12 I do believe her, though I know she lies.
     That thy unkindness lays upon my heart,
     My tongue-tied patience, with too much disdain.
     Glosses: 1) Whore (Q Or) puns on Oar, O’er; 2) Zounds (Q sounds) = the oath “His [Christ’s] Wounds!” 3) Is loosed (Q lust) puns, “I sluiced” (i.e., let flow); 4) red is a pun about lip-reading the mute “mistress”; 6) heart puns routinely on art, hard (phallic); 11) they (pun: th’ eye) = the speaker’s three “selves” (see 8); 13) heart puns on art (see 6); 14) tongue-tied points back to l. 4; and with...disdain echoes 6.

                         Rune 129

     (Third lines, Set X: Sonnets 127-140)

     But now is black, beauty’s successive heir,
     With thy sweet fingers when thou gently sway’st;
     Is perjured, murd’rous, bloody full of blame!
 4  If snow be white, why then her breasts are dun!
     For, well thou know’st, two, my dear doting heart,
     Have put on black, and loving mourners be.
     Is’t not enough to torture me alone?
 8  My self I’ll forfeit, so that other mine,
     More than enough, am I that vex thee still—
     And Will, thy soul knows, is admitted there.    
     They know what beauty is, see where it lies.
12 That she might think me some untutored youth,
     Wound me, not with thine eye, but with thy tongue,
     Lest sorrow lend me words, and words express.
     Glosses: 4) her = beauty’s...heir’s = black’s (see 1); 5) well suggests inkwell; two suggests eyes, Sonnets/Runes; heart puns on art; 10) admitted = acknowledged to be present; 11) They = Eyes (pun: Th’ eye), My selves, The public sonnets; 14) Lest puns on Leaf’d, Least.

         Rune 130
     (Fourth lines, Set X: Sonnets 127-140)

     And, Beauty, slandered with a bastard shame,
     The wiry concord that mine ear confounds,
     Savage, extreme, rude, cruel, not to trust!
 4  (If hairs be wires, black wires grow on her head)—
     Thou art the fairest and most precious jewel,
     Looking with pretty ruth upon my pain;
     But slave to slav’ry my sweet’st friend must be.
 8  Thou wilt? Restore to be my comfort still,
     To thy sweet Will making addition thus.
     Thus far, for love, my lovesuit sweet fulfill;
     Yet what the best is, take the worst to be.
12 Unlearnèd in the world’s false subtleties,
     Use power with power, and slay me not by art,
     The manner of my pity-wanting pain.
     Glosses: 2) wiry concord = the “string music” of these lines; 5) Thou = You, my friend (see 7), art (see 13); 6) ruth = compassion; 8) puns: You wilt...; rest oar (phallic); 9) Will puns on sexual desire; addition puns on numbers.

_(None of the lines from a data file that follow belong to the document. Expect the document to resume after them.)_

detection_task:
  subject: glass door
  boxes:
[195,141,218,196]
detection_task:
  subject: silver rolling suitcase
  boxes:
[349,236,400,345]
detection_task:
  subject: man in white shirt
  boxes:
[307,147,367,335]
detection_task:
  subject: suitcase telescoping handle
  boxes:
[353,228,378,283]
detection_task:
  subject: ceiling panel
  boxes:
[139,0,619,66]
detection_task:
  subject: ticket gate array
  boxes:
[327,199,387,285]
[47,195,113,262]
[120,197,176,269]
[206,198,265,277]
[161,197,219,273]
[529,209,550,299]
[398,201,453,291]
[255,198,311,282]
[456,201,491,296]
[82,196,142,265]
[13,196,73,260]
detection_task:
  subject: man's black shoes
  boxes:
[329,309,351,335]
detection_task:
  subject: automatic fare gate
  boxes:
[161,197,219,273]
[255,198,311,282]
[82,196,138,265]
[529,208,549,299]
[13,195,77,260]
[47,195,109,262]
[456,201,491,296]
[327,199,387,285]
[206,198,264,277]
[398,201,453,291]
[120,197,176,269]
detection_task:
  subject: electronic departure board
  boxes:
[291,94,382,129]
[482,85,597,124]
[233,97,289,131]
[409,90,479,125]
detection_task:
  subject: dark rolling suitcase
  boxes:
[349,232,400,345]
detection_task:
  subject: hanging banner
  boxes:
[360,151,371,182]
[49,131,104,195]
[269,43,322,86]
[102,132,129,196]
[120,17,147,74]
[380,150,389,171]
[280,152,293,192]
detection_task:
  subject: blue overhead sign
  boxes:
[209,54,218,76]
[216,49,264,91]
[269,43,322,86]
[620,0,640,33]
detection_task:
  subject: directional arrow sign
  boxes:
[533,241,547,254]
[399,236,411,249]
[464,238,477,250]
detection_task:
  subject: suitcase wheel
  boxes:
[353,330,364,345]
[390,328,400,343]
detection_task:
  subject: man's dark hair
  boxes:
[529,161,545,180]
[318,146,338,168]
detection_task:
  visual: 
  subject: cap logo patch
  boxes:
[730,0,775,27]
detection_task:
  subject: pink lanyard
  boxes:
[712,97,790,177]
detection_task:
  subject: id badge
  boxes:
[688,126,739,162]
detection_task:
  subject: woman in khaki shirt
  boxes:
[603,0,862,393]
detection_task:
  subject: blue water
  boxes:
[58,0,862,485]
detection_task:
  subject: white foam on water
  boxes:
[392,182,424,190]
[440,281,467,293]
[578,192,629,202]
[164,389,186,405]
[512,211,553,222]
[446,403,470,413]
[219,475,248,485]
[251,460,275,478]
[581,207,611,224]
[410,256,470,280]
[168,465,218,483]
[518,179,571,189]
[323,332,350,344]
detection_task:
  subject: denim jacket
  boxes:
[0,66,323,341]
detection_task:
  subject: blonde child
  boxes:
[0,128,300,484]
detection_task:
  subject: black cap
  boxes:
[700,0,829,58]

                         Rune 131

     (Fifth lines, Set X: Sonnets 127-140)

     For since each hand hath put on nature’s power,
     Do I envy those Jacks that nimble leap,
     Enjoyed no sooner but despisèd straight?
 4  I have seen “roses damasked, red and white”—
     Yet, in good faith, some say that. Thee behold,
     And, truly not the morning sun of heaven,
     Me from myself thy cruel eye hath taken.
 8  But thou will’t not, nor he will not be free.
     Wilt thou, whose will is large and spacíous,
     Will will fulfill the treasure of thy love,
     If eyes corrupt by over-partial looks.
12 Thus vainly thinking that she thinks me young,
     Tell me thou lov’st elsewhere; but, in my sight,
     If I might teach thee wit, better it were.
    Glosses: 1) each hand suggests “double composition”; 1-3) suggesting both masturbation and a card game; 8) will puns on Will (with nameplays 7-10); 9) Wilt (also Will’t); 12) she suggests thy love (see 10); 14) I puns on eye (see 4, 7, 11, etc.), with innuendo throughout the text about testicles and “I’s,” pictographically phallic.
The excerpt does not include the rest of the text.